At the end of the play, we discover that the poem is entitled "Man," and that the hero of the play is "The Conqueror Worm." Clearly, the poem is the key to the Lady Ligeia's obsession with life beyond death; that is, since the worm is mankind's most potent and horrible symbol of death, the poem deals with death in its most dreaded form — annihilation — a catastrophe that the Lady Ligeia believes is possible to defy. After the narrator has finished reading the poem, she fervently reaffirms the idea that man does not yield to death except "through the weakness of his feeble will."
After the death of Ligeia, the narrator can no longer endure the "lonely desolation" of his decaying dwelling on the Rhine. After months of weary and aimless wanderings, he settles in a remote part of England — in "the wildest and least frequented portion of England," and, significantly, the abbey which he purchases has a "gloomy and dreary grandeur." After a time, he marries "the fair-haired and blue-eyed Lady Rowena Trevanion of Tremaine." The bridal chamber is one of Poe's most masterful creations, filled with, among other grotesque specimens of the gothic setting, a "gigantic sarcophagus of black granite."
Lady Rowena is the antithesis of the Lady Ligeia. She is also beautiful, but she is blonde, simple, and unsophisticated. Whereas the Lady Ligeia was superior to this world, Lady Rowena is extremely earthly and temporal. In contrast to the metaphysical and spiritual qualities of the Lady Ligeia, Lady Rowena embodies the material and mortal qualities of this physical world. Thus, in one interpretation of the story, the narrator seems to be exchanging a world of beautiful, transcendent, ethereal reality for a world of material reality.

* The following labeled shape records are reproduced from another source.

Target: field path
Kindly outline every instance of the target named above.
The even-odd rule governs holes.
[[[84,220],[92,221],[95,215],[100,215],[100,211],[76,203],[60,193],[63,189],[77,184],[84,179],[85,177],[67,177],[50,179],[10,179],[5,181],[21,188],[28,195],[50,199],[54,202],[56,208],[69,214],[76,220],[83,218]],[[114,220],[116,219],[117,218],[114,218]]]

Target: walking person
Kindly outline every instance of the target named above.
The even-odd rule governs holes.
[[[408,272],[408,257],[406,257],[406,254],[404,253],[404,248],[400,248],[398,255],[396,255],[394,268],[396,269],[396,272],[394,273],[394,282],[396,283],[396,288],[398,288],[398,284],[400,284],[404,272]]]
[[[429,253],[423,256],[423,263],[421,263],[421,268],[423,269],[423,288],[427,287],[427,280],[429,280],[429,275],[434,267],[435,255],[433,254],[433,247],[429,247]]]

After a month, the narrator becomes aware of the fact that his wife does not love him — in fact, she is in dreadful fear of his fierce moodiness. In contrast, he ignores her and takes pleasure only in remembering the perfection of the Lady Ligeia. In the second month of their marriage, the Lady Rowena becomes very ill. She is nervous, feverish, and terribly excitable. She is constantly perturbed by strange sounds, motions, and "phantasmagoric influences" within their chambers. One night when the narrators sits by the bed of the dying Lady Rowena, he listens to her frail cries of fear and fright and, to his astonishment, he discovers that his wife is not so much afraid of death as she is afraid of strange and unknown presences in the room. The narrator then becomes aware of a "palpable although invisible" presence in the room and, moments later, senses a "gentle footfall upon the carpet."